Every single holiday, (and even an excuse for other events like baby and bridal showers, or graduations and anniversaries) m&m candies are quick to supply special colors to match the theme of your event. I personally love it because there’s no need to go out to buy special molds or cookie cutters or any other specific equipment that I’ll use only once a year for a certain holiday.
This recipe will change all your previous suspicions about m&m cookies. They are incredibly soft, chewy and rich in flavor. When splitting in half, they gently bend rather than snap apart. And really, you don’t even have to follow my recipe! You can just make any Dark Chocolate Chip Cookies recipe you want, and substitute the chocolate chips for m&m’s. However, these are so good, I think you’d regret not trying it. They produce an incredibly soft cookie, so soft in fact, they’re really like pudding cookies. However, no artificial pudding mixes get added to these. They’re secret ingredient (and my inability to stop at just one) is cornstarch. It delivers the same moisture that the pudding box mixes provide, without any chemicals. The result is a cookie that is so soft, it practically melts in your mouth. And getting those bites of crunchy candy shell that encase the chocolate is so satisfying.
So next time you’re hoping to up your dessert game think of these for:
Valentine’s Day (red, pink & white)
St. Patrick’s Day (Different shades of green)

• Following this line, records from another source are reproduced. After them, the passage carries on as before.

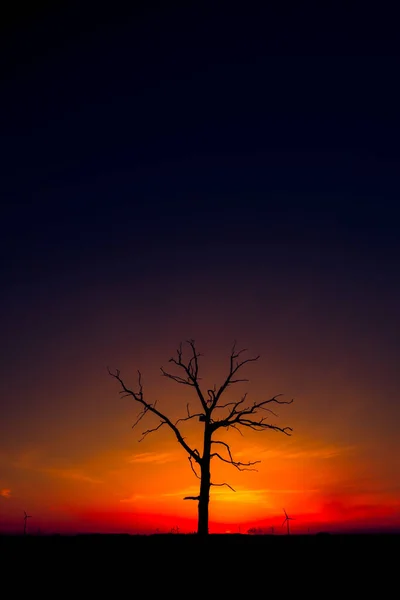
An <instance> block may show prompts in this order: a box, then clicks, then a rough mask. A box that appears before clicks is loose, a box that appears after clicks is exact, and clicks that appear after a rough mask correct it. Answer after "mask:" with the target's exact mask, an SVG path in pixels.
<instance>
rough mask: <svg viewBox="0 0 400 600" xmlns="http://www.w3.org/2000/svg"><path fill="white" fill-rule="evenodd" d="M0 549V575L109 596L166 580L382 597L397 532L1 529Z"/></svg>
mask: <svg viewBox="0 0 400 600" xmlns="http://www.w3.org/2000/svg"><path fill="white" fill-rule="evenodd" d="M0 556H1V566H2V567H3V569H2V572H3V580H6V579H7V577H8V576H9V575H10V574H13V577H17V578H18V579H19V580H20V583H21V585H22V587H24V586H26V585H27V584H28V582H32V577H33V578H34V579H35V580H36V579H38V578H39V579H40V580H41V581H42V582H43V585H44V587H47V586H48V585H49V581H50V580H49V577H50V579H51V581H56V580H57V582H58V583H57V586H60V581H62V582H63V583H62V586H67V587H68V586H70V585H73V586H75V588H76V586H78V587H79V590H81V591H82V593H83V592H85V593H88V592H89V591H90V592H91V593H92V594H94V593H96V594H101V595H103V593H104V594H105V593H107V595H109V596H110V595H111V597H115V596H116V595H120V594H121V593H124V595H125V594H128V595H129V596H130V595H133V596H134V597H136V596H137V594H138V593H139V591H140V590H143V593H144V590H145V589H146V590H147V591H151V592H152V593H151V594H150V595H151V596H152V595H154V594H157V595H159V594H160V593H162V592H163V591H171V588H174V589H175V592H176V594H177V596H178V597H180V596H181V597H184V596H186V593H187V594H188V595H189V596H191V595H193V593H194V592H196V594H195V595H198V594H201V595H204V594H207V595H209V596H210V597H211V598H213V597H217V596H218V597H219V596H220V595H221V593H222V592H223V593H224V594H226V593H229V594H230V595H236V594H239V593H240V595H245V596H246V597H247V596H249V595H251V596H253V595H254V594H257V595H258V594H260V593H261V594H262V595H264V594H265V595H266V596H267V595H269V594H268V593H267V592H268V590H269V591H272V590H279V589H281V592H282V595H283V597H286V596H288V595H289V591H290V590H292V592H293V591H296V592H299V593H300V592H301V593H303V592H304V591H306V592H307V593H312V594H314V595H317V596H319V597H322V598H325V597H328V598H330V597H331V596H332V594H333V589H336V592H335V596H337V595H338V592H337V588H340V589H341V590H342V591H343V596H347V595H348V594H351V595H355V597H358V596H359V594H360V593H361V592H363V593H367V594H368V595H369V593H374V594H376V595H379V598H386V597H388V596H389V594H390V595H392V594H393V593H395V595H396V594H397V591H396V589H397V583H396V581H397V576H398V570H399V562H400V561H399V557H400V535H396V534H393V535H329V534H317V535H307V536H296V535H291V536H289V537H288V536H283V535H282V536H268V535H259V536H257V535H255V536H250V535H233V534H229V535H210V536H209V537H208V538H207V539H204V540H202V539H200V538H198V537H197V536H196V535H179V534H170V535H166V534H164V535H150V536H139V535H137V536H136V535H133V536H130V535H79V536H71V537H69V536H49V537H45V536H43V537H34V536H32V537H30V536H26V537H25V538H24V537H23V536H21V537H11V536H10V537H9V536H3V537H0ZM28 573H30V574H29V575H28ZM35 585H36V584H35ZM110 586H111V587H112V589H113V591H112V593H111V592H110ZM127 586H128V587H127ZM393 586H396V588H394V587H393ZM117 588H118V589H120V591H119V592H118V594H117V591H116V590H117ZM29 589H31V588H29ZM35 589H36V588H35ZM121 590H122V591H121ZM185 590H186V592H185ZM218 590H219V591H218ZM220 592H221V593H220ZM55 595H56V596H58V595H64V592H63V589H62V588H59V587H57V590H56V593H55ZM140 595H143V594H142V592H140ZM340 595H342V592H340ZM78 596H79V594H78Z"/></svg>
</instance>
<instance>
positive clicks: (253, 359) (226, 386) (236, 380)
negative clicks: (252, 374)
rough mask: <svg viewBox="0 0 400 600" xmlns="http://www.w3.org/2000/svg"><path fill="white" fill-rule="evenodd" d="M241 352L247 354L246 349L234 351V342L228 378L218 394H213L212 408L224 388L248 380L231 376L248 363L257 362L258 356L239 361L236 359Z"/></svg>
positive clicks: (236, 372) (219, 391)
mask: <svg viewBox="0 0 400 600" xmlns="http://www.w3.org/2000/svg"><path fill="white" fill-rule="evenodd" d="M243 352H247V350H246V348H243V349H242V350H239V351H237V350H236V342H235V343H234V344H233V348H232V352H231V356H230V365H229V373H228V376H227V378H226V379H225V381H224V383H223V384H222V385H221V387H220V388H219V390H218V392H217V393H216V394H215V396H214V401H213V404H212V408H214V407H215V406H216V405H217V404H218V400H219V399H220V397H221V395H222V394H223V393H224V391H225V390H226V388H227V387H228V386H229V385H231V384H233V383H239V382H241V381H248V379H233V376H234V374H235V373H237V372H238V371H239V369H241V368H242V367H243V366H244V365H245V364H247V363H250V362H255V361H256V360H258V359H259V358H260V355H258V356H255V357H253V358H247V359H245V360H242V361H239V360H238V358H239V356H240V355H241V354H243Z"/></svg>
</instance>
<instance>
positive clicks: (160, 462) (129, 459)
mask: <svg viewBox="0 0 400 600" xmlns="http://www.w3.org/2000/svg"><path fill="white" fill-rule="evenodd" d="M174 460H175V455H174V454H172V453H170V452H142V453H141V454H134V455H133V456H130V457H129V458H128V462H129V463H153V464H158V465H163V464H165V463H167V462H172V461H174Z"/></svg>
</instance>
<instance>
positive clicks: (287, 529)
mask: <svg viewBox="0 0 400 600" xmlns="http://www.w3.org/2000/svg"><path fill="white" fill-rule="evenodd" d="M283 512H284V513H285V520H284V521H283V523H282V527H283V526H284V524H285V523H286V525H287V530H288V535H290V528H289V521H294V520H295V519H294V517H289V515H288V514H287V512H286V510H285V509H283Z"/></svg>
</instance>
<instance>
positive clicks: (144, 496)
mask: <svg viewBox="0 0 400 600" xmlns="http://www.w3.org/2000/svg"><path fill="white" fill-rule="evenodd" d="M148 498H149V496H145V495H144V494H133V496H129V498H122V500H120V502H126V503H131V502H137V501H138V500H146V499H148Z"/></svg>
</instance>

Sports Events (team colors)
Halloween (orange & black)
Fall (brown, orange, & red)
Christmas (Red & Green)
Hanukkah (Different shades of blue)
A few comments over the years that this recipe has received:
“OMG, I cannot stop at just one.”, “You can definitely taste that these are homemade.” “These are soooooo soft and good.”, “Can we eat these instead of dinner?”
Labor Day M&M Cookies
- 3/4 cup Butter, softened
- 3/4 cup Brown sugar
- 1/4 cup Sugar
- 1 Egg
- 2 tsp. Vanilla
- 2 cups Flour
- 2 tsp. Cornstarch
- 1 tsp. Baking soda
- 1/4 tsp. Salt
- 1 1/2 cups Milk chocolate patriotic m&m candies, divided 11 oz. bag; reserve ¼ cup to decorate the top after baking; choose m&m colors based on holiday theme
- In a bowl attached to stand mixer or using an electric hand mixer, beat the butter, brown sugar, and sugar on medium speed until light and fluffy, about 2 minutes. Add the egg and vanilla, beating until combined, another 2 minutes.
- In a separate bowl, combine the flour, cornstarch, baking soda, and salt. Add the dry mixture to the wet ingredients. Mix just until combined. Fold in the m&m’s using a spatula, remembering to save 1/4 cup for the end after the cookies have baked.
- Create 1 or 2 tablespoon sized cookie dough balls. Flatten each slightly. Cover with plastic wrap and refrigerate 2 hours (or up to 72 hours). (The longer the better but if you’re in a pinch put them in the freezer for 30 minutes; they just need to be chilled. You can bake without chilling, but the warm dough will cause the cookies to spread).
- Preheat oven to 350F degrees. Place dough evenly on parchment lined cookie sheets. Bake for 8-10 minutes, until edges have set and tops are just beginning to set. Do not bake longer than 10 minutes (even though you may not believe they’re done). They will firm as they cool. Top cookies while still warm with reserved m&m’s. Allow to cool for 3 minutes on baking sheets before transferring to wire rack to cool completely.